Armed with this knowledge, a nearly invisible net strung between two repurposed fishing poles, a life-like plastic warbler decoy and a looping bird-call recording, the Oregon State University researcher’s trap is set.
Kim’s yellow hardhat matches the yellow head of the hermit warbler, which on cue, flies down from the upper canopy of the trees to investigate the source of the song. Kim hides in the bushes, trying to follow the frantic bird with binoculars.
“When birds fly in, they hit the net and drop down into a pocket and lie down there like a hammock,” Kim said.
And within just a few minutes the hermit warbler takes the bait, flying across a small clearing and hitting the net.
It’s another win for the decoy.
Kim and his colleagues are developing a new experiment in the Oregon Cascades to track the movements of hermit warblers through the forest. Learning how they move could help explain how bird species are dealing with rising temperatures and climate change.

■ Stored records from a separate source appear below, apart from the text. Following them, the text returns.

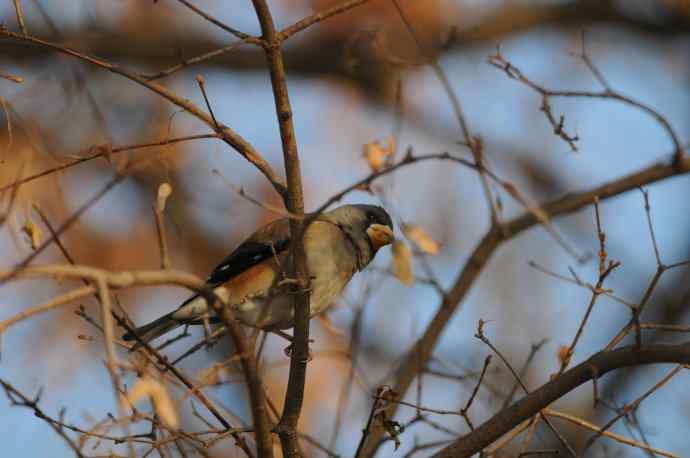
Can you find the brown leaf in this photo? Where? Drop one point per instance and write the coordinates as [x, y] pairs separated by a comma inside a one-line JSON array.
[[377, 154], [564, 354], [421, 238], [33, 232], [164, 406], [164, 191], [402, 263]]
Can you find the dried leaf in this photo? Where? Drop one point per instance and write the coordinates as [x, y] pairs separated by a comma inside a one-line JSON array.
[[33, 232], [164, 406], [564, 354], [421, 238], [402, 263], [330, 326], [377, 154], [210, 375], [164, 191]]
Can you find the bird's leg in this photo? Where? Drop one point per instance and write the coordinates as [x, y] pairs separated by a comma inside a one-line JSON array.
[[304, 285], [288, 350], [207, 330]]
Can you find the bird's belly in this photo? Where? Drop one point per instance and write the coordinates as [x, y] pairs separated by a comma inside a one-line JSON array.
[[278, 312]]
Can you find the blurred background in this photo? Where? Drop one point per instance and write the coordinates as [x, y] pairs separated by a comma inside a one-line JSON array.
[[353, 79]]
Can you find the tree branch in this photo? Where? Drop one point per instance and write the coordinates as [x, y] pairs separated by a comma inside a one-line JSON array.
[[530, 405], [420, 352]]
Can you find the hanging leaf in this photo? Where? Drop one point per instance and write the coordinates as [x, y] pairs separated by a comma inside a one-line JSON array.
[[377, 154], [164, 191], [402, 263], [421, 238], [163, 405], [33, 232]]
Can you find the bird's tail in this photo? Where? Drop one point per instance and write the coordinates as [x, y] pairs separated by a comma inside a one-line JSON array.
[[154, 329]]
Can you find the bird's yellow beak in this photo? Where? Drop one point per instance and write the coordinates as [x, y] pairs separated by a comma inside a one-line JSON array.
[[380, 235]]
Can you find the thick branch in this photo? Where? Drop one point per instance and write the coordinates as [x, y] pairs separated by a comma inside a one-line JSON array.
[[230, 137], [420, 352], [294, 202], [531, 404]]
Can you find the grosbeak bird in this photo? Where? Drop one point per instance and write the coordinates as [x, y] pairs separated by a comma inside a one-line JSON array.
[[251, 280]]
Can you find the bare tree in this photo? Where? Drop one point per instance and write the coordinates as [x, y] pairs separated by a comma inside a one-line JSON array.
[[154, 85]]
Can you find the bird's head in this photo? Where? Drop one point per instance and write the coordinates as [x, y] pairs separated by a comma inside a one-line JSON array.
[[369, 227]]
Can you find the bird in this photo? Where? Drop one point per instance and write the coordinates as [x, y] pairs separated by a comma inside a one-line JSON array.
[[252, 279]]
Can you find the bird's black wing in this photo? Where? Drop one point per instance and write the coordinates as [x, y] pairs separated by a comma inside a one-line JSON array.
[[245, 256]]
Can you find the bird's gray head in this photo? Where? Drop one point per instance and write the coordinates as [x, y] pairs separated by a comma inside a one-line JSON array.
[[368, 227]]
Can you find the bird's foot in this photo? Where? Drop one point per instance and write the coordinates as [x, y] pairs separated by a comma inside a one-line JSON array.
[[288, 351]]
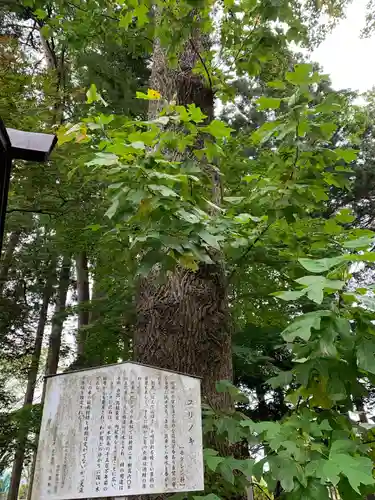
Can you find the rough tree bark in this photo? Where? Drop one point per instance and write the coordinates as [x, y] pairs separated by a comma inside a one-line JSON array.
[[31, 381], [54, 345], [83, 293], [6, 261], [184, 323]]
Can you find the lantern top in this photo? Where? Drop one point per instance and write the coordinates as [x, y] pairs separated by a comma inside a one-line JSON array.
[[30, 146]]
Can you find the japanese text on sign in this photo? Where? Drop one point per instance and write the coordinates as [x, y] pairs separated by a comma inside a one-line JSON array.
[[119, 430]]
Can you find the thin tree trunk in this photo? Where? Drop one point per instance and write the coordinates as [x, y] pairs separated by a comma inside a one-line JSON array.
[[184, 324], [361, 411], [31, 383], [6, 262], [58, 319], [83, 293], [54, 346]]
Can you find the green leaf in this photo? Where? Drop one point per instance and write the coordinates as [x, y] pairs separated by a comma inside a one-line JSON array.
[[210, 496], [268, 103], [112, 209], [103, 159], [46, 31], [40, 14], [196, 114], [301, 74], [277, 84], [345, 216], [321, 265], [210, 239], [188, 216], [93, 96], [281, 380], [218, 129], [360, 243], [227, 472], [126, 20], [316, 286], [348, 155], [366, 355], [141, 12], [357, 469], [302, 325], [213, 462], [138, 145], [289, 294], [163, 190], [235, 200]]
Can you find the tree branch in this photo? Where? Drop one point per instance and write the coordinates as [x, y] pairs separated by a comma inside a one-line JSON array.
[[202, 61], [260, 235]]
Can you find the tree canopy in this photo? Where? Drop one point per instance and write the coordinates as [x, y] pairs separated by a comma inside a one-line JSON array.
[[208, 209]]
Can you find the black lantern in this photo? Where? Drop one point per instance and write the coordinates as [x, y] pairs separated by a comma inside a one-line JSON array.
[[19, 145]]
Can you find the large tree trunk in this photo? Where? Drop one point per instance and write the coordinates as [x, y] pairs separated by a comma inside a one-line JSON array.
[[183, 324], [31, 383], [83, 293], [6, 261], [54, 345]]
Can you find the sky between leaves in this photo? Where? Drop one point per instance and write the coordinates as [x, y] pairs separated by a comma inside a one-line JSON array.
[[345, 56]]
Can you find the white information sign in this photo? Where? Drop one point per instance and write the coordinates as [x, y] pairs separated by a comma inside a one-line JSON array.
[[119, 430]]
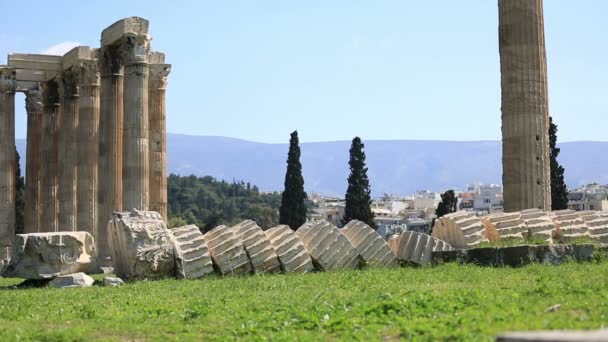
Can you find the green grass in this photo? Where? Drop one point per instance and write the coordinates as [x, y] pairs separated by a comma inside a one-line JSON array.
[[447, 302]]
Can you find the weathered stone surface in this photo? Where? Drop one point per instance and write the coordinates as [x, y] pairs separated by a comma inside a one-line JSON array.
[[554, 336], [416, 247], [569, 224], [372, 248], [597, 223], [290, 250], [525, 109], [507, 226], [192, 259], [72, 280], [227, 252], [460, 229], [141, 245], [49, 255], [112, 281], [259, 249], [539, 224], [329, 249]]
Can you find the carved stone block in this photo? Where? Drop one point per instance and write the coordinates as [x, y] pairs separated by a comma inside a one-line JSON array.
[[259, 249], [290, 250], [192, 259]]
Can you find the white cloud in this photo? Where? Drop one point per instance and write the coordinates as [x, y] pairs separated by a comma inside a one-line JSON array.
[[60, 49]]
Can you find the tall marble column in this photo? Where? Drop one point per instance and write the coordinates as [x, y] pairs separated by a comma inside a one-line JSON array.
[[49, 187], [66, 168], [87, 144], [33, 204], [525, 109], [157, 86], [7, 162], [110, 142], [135, 133]]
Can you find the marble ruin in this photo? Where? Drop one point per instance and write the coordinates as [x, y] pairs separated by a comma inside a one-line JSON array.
[[96, 137], [525, 108]]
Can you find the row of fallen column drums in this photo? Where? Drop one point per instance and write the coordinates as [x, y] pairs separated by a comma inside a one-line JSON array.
[[143, 247], [466, 230]]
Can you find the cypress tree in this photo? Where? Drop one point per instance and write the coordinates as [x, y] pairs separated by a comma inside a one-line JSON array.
[[19, 196], [559, 191], [293, 199], [358, 200], [448, 204]]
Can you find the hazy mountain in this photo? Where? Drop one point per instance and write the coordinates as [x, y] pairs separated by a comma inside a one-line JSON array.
[[396, 167]]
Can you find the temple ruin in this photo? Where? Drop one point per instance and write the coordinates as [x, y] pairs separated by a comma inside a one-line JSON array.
[[525, 106], [96, 136]]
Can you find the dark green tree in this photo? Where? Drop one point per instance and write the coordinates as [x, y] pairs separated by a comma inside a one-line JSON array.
[[293, 199], [448, 203], [358, 200], [19, 196], [559, 191]]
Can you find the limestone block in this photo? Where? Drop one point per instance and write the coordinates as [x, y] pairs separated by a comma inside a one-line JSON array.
[[290, 250], [72, 280], [460, 229], [569, 224], [507, 226], [597, 222], [49, 255], [372, 248], [192, 259], [112, 281], [141, 245], [539, 224], [227, 252], [416, 247], [259, 249], [328, 247]]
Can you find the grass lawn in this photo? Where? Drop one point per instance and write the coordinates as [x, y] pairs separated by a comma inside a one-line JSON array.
[[446, 302]]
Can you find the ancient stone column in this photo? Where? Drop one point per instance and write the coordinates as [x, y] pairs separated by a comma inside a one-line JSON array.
[[33, 204], [49, 187], [525, 112], [135, 166], [157, 85], [110, 142], [7, 161], [66, 167], [87, 144]]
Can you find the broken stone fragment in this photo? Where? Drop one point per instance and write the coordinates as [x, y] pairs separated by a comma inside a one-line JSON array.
[[72, 280], [49, 255], [192, 259], [141, 245], [372, 248], [112, 281]]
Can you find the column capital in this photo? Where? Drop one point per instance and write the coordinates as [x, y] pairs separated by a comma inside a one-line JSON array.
[[33, 101], [8, 80], [160, 72]]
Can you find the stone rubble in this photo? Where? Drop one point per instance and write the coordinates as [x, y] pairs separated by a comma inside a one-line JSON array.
[[49, 255], [192, 258], [374, 250], [292, 254], [72, 280]]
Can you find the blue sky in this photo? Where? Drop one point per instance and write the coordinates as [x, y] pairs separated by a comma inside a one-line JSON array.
[[257, 70]]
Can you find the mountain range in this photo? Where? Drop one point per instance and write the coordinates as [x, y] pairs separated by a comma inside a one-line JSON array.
[[395, 166]]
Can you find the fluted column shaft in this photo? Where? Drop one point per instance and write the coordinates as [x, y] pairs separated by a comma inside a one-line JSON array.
[[525, 109], [110, 143], [7, 162], [87, 144], [66, 169], [158, 137], [135, 134], [33, 204], [51, 120]]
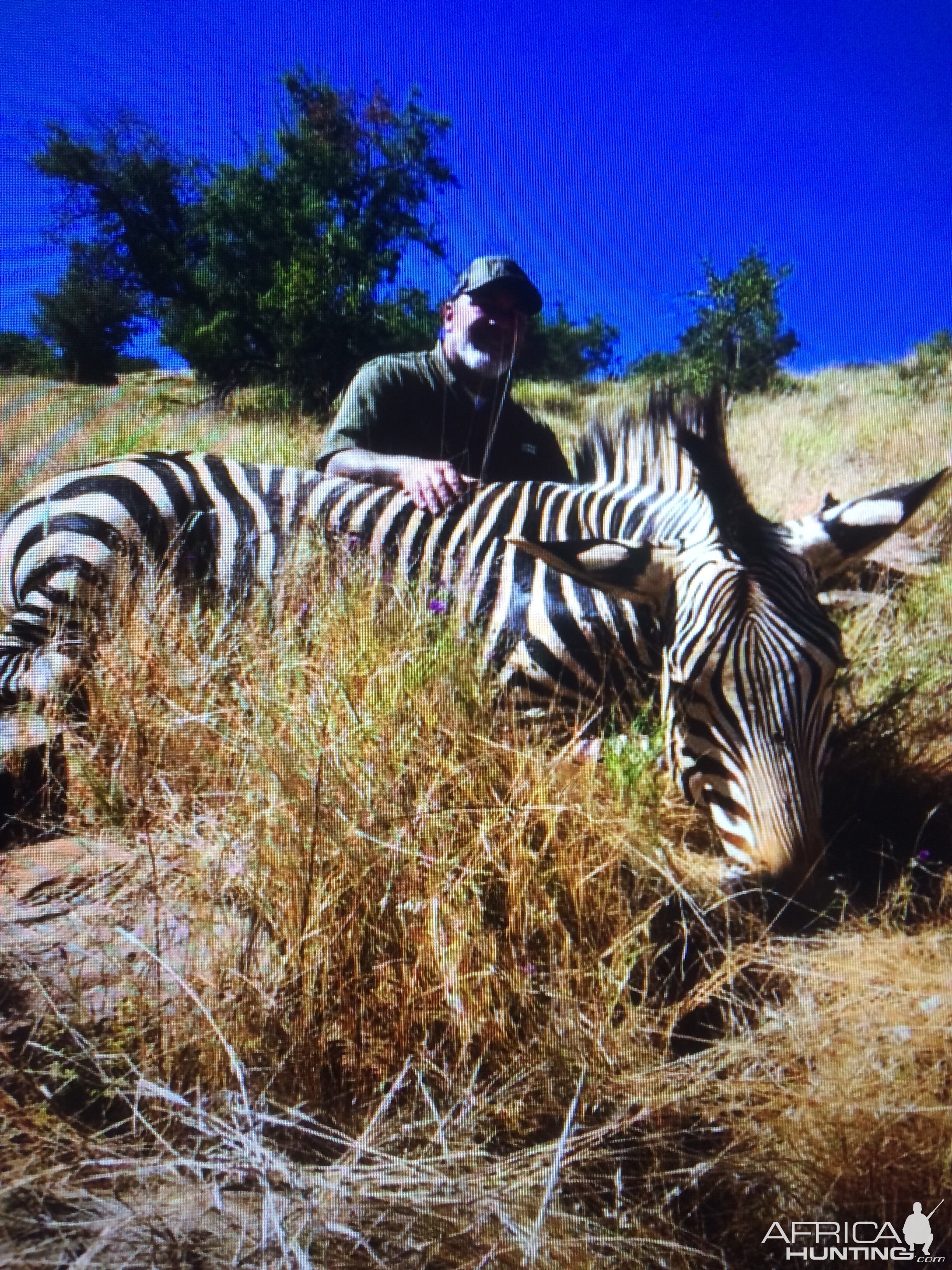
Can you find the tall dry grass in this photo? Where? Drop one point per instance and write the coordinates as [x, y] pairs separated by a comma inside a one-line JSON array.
[[361, 970]]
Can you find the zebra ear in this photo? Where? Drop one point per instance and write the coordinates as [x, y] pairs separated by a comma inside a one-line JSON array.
[[842, 533], [639, 573]]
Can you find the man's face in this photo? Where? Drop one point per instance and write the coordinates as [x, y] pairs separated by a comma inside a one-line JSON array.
[[484, 331]]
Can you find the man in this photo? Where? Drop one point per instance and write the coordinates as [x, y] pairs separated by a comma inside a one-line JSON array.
[[436, 423]]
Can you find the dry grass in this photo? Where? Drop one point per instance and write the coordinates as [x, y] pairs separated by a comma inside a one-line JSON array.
[[364, 971]]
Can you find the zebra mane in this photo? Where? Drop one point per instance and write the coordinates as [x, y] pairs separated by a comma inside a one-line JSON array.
[[643, 451], [677, 446]]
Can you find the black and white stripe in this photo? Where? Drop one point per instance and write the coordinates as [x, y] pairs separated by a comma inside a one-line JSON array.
[[653, 566]]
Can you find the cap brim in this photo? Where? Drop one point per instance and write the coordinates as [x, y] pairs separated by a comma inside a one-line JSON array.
[[530, 299]]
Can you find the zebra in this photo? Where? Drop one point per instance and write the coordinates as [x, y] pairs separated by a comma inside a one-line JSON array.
[[653, 569]]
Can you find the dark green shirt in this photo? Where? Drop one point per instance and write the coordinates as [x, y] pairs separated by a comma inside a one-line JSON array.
[[415, 404]]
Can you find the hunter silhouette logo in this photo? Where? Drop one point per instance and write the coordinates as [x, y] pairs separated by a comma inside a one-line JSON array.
[[917, 1228], [860, 1241]]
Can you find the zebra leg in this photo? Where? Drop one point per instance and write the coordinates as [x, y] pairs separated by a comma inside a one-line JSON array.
[[32, 794], [40, 647]]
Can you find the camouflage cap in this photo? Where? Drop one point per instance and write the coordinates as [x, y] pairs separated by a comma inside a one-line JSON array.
[[486, 271]]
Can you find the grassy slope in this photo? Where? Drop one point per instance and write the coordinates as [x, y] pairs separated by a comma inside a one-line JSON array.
[[354, 865]]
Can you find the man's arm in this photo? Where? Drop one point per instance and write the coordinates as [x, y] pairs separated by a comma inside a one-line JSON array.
[[433, 484]]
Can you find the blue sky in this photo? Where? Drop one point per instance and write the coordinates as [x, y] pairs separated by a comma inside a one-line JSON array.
[[607, 146]]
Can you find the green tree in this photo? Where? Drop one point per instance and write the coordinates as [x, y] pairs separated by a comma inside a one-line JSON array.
[[27, 355], [567, 351], [735, 343], [91, 316], [277, 270]]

“We have these long-term population monitoring routes across the Northwest. And a surprising number of species are declining,” said OSU professor Matt Betts. “Actually, more than about half of the species that live in a forest like this are in decline.”
Rising temperatures can shrink where some birds can live, and where they can find food.
For the hermit warbler, those declines are up to 4 percent each year.
Research by OSU’s Betts and Sarah Frey found warblers declined in areas with young forests, including those replanted after clear cut logging. But hermit warblers are doing better in other areas.
“In landscapes that had more older forest, their population declines were lowered, or even reversed, even though the climate has been warming,” Frey said.
The warblers thrived in areas with old growth — the forests seem to somehow shield them from the ill effects of rising temperatures.
The question now: “Why?” And this is where this new study comes in.
Following The Clues
Kim and fellow OSU researcher Adam Hadley moved the trapped hermit warbler’s feathers aside and attached a tiny radio tag to its back using non-toxic glue. Then they released the bird and it flew away unharmed.
The next day was the true test. Hadley and the others pushed into a dense stand of trees, armed with receivers that look like old-fashioned TV antennas.
“It’s going away from us,” Hadley said, holding the antenna over his head.
“We’ll try to be as quiet as we can,” said Betts as branches snapped underfoot.
They walked down a drainage though a 50-year old tree plantation, a remnant of the H.J. Andrews Experimental Forest’s logging past. Then they crossed into a grove of much older trees – closer to 300 years.
“Given the differences in temperature across the whole height of the tree, it’s possible that when it’s warmer, they may be only using the bottom and more shady parts of the trees,” Hadley said.
The complex layers and sheer biomass of old growth keeps the temperature low.
“Versus in the cooler parts of the day, maybe they’re using all the way to the top,” he said.
But the researchers can’t fully know what’s going on without knowing more about how the birds use the forests. Hadley waved the antenna through the air trying to pinpoint the warbler’s location.
“I’m not getting the strongest signal at the top of the tree, seems to be a bit stronger in the mid-canopy,” he called out to Betts in the distance.
It became clear that tracking a tagged warbler on foot was possible. They’re able to tell roughly where it’s moving, both horizontally and vertically through the canopy.
Betts declared the trial run a success.
Down the road, if the researchers are able to track the hermit warblers through these forests, they’ll get another step closer to understanding how climate change is affecting native species. It’s clear that rising temperatures are going to be a factor going forward.
“I don’t see it likely that hermit warblers will have air conditioning any time soon,” Betts said.
But he adds that the Pacific Northwest might be in a better position than other regions to handle the changes ahead, because of the work we’ve already put in preserving our old growth forests.